The study’s senior author Dr. Steffie Woolhandler, an internist in the South Bronx, Distinguished Professor at CUNY/Hunter College and Lecturer in Medicine at Harvard commented: “The ACA was a step forward, but 29 million remain uncovered, and the epidemic of under-insurance is out of control. We need to move ahead from the ACA to a single-payer, Medicare for All system that assures first-dollar coverage for everyone. But the Trump administration and Republicans in several states are taking us in reverse: cutting Medicaid, threatening to gut protections for the more than 61 million Americans with pre-existing conditions, and allowing insurers to peddle stripped-down policies that offer no real protection.”

Study co-author Robert M. Lawless, the Max L. Rowe Professor of Law at the University of Illinois College of Law noted: “In the Supreme Court’s words, bankruptcy is a fresh start for the ‘honest but unfortunate debtor.’ Our study shows that for many bankruptcy debtors, the misfortune continues to come from the way we pay for health care.
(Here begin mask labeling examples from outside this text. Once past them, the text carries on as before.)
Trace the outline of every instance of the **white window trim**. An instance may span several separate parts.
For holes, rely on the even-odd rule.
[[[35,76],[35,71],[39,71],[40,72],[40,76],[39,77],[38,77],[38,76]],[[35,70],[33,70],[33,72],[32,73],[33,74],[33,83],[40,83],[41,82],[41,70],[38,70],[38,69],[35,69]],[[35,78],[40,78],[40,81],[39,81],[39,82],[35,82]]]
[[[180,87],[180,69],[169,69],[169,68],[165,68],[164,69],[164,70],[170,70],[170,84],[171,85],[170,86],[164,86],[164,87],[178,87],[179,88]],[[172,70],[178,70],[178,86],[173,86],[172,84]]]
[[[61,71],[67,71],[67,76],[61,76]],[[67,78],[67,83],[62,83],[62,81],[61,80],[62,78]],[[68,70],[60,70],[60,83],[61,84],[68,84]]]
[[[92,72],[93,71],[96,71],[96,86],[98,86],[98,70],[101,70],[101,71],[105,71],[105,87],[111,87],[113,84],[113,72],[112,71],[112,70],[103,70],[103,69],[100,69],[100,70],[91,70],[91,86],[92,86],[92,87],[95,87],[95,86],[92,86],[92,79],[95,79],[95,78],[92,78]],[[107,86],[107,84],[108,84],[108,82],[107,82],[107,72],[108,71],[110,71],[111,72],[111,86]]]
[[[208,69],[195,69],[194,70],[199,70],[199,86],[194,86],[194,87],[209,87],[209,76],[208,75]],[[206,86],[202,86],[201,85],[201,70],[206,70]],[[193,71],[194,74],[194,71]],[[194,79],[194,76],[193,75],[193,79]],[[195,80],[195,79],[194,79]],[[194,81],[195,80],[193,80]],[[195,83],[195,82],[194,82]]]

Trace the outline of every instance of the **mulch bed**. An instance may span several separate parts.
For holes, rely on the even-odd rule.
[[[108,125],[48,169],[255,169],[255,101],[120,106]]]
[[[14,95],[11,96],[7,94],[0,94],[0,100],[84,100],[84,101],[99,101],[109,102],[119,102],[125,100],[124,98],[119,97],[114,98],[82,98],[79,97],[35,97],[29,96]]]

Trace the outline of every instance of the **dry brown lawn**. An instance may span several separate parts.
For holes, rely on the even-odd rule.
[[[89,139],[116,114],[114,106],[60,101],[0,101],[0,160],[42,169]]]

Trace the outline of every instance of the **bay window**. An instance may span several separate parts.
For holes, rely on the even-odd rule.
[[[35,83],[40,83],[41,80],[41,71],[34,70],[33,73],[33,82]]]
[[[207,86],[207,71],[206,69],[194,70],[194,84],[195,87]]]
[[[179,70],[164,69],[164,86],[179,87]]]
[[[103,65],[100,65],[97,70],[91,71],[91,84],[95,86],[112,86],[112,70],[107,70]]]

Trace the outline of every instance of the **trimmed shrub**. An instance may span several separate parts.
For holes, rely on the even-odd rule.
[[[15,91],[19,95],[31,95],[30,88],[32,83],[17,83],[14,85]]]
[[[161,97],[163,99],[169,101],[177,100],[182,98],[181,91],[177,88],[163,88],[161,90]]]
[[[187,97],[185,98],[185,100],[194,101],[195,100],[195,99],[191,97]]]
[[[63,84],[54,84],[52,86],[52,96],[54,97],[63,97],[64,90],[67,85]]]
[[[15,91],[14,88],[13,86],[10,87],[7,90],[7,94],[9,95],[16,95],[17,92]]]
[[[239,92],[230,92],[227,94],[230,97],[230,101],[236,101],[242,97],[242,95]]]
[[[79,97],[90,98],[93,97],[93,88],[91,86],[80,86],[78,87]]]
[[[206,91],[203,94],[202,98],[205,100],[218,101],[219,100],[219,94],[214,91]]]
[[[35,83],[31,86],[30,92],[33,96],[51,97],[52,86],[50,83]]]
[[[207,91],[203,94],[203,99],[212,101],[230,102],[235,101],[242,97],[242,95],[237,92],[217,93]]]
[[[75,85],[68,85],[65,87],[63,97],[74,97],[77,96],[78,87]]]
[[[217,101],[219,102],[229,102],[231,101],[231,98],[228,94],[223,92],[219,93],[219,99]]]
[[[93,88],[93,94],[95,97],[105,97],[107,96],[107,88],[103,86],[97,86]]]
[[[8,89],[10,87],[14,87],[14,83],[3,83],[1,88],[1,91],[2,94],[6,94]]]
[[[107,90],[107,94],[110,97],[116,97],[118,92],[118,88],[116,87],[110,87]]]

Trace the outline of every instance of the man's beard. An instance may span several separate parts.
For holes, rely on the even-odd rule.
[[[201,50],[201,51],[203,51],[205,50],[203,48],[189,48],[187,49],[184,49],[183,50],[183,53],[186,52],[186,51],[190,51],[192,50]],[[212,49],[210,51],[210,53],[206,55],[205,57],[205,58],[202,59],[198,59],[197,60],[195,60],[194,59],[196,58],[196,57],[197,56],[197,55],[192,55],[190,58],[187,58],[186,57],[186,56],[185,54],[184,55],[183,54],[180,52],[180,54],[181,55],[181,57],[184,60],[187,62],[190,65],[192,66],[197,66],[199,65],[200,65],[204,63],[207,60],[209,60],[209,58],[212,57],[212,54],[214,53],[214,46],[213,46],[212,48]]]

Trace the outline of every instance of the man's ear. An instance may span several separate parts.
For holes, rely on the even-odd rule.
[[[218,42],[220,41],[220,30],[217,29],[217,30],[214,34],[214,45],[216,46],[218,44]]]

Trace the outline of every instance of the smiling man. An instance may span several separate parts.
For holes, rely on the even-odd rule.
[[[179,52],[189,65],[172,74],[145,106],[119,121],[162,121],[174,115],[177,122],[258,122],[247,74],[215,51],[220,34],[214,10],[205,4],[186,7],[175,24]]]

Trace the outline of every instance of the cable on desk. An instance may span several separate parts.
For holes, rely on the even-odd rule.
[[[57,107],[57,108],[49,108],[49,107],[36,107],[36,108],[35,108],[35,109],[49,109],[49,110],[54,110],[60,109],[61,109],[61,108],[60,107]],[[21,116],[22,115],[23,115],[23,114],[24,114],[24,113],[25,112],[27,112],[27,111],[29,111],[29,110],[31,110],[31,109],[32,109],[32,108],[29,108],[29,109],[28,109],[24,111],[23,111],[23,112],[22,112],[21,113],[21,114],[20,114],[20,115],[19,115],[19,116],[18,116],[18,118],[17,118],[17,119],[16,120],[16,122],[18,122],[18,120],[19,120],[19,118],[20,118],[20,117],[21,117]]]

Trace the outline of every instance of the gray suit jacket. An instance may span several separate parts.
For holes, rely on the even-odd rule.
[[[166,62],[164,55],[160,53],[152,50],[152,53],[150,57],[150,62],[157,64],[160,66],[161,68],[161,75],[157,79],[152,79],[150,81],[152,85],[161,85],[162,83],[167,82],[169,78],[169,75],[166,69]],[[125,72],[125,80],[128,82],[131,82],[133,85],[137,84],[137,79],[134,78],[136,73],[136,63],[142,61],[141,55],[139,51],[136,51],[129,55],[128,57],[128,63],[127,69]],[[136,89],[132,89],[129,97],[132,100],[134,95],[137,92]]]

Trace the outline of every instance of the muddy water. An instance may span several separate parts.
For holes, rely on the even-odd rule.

Bankruptcy may provide a fresh start, but it comes at a high financial and emotional cost for those who file. Filing for bankruptcy can stop the financial bleeding that the health care system imposes, but curing that system’s ills is the only lasting solution.”

Health insurance is becoming more unaffordable for Americans

Megan Henny of FOX Business pointed out that Americans who receive health insurance through their employers are finding it increasingly unaffordable, as out-of-pocket costs continue to outpace wage growth, according to a new study.

Over the past decade, the combined cost of premiums and deductibles grew quicker than the median income in every single state, according to a study released Thursday by the Commonwealth Fund, a New York-based nonprofit that advocates for expanded health insurance coverage.

Last year, on average, middle-income workers spent 6.8 percent of their income on employer premium contributions, or fixed costs they pay every month. Deductibles, which you pay before your health insurance kicks in, accounted for 4.7 percent of median income on average.

That number is even higher in some states, however. In nine states — Arkansas, Florida, Georgia, Louisiana, Mississippi, Nevada, New Mexico, North Carolina, and Texas — premium contributions accounted for 8 percent or more of median income, reaching a high of 10 percent in Louisiana.

In Louisiana, on average, employees pay more than $5,000 in premiums. The state’s median household income is $46,145.

Workers in the majority of states put between 6 to 8 percent of median household income toward premiums, although in thirteen states — Alaska, Washington, Utah, Colorado, North Dakota, Iowa, Wisconsin, Michigan, Indiana, Maryland, Massachusetts, and New Hampshire — workers paid as little as 4.1 percent.

Worse for workers is that despite the high premiums, they’re still “potentially exposed to high out-of-pocket costs because of large deductibles,” the study said.

Last year, the average deductible for single-person coverage plans was $1,846, with average deductibles ranging from $1,308 in Washington, D.C., to $2,447 in Maine. Across the country, average deductibles compared to median income were more than 5 percent in 18 states, but ranged as high as 6.7 percent in Mississippi.

In 2018, the combined cost of premiums and deductibles exceeded 10 percent of median income in 42 states, compared to seven states in 2008. That means people could spend more than 16 percent of their incomes on premiums and deductibles in Mississippi, which has the second-lowest median income in the U.S., compared to an average cost burden of 8.4 percent in Massachusetts, which has a median income among the nation’s highest.

“Higher costs for insurance and health care have consequences,” the study said. “People with low and moderate incomes may decide to go without insurance if it competes with other critical living expenses like housing and food.”

So, in the midst of all this discussion of Medicare for All and modifications of the Affordable Care Act/ Obamacare the question is, is a single-payer health care system the answer and how is it created, managed and financed?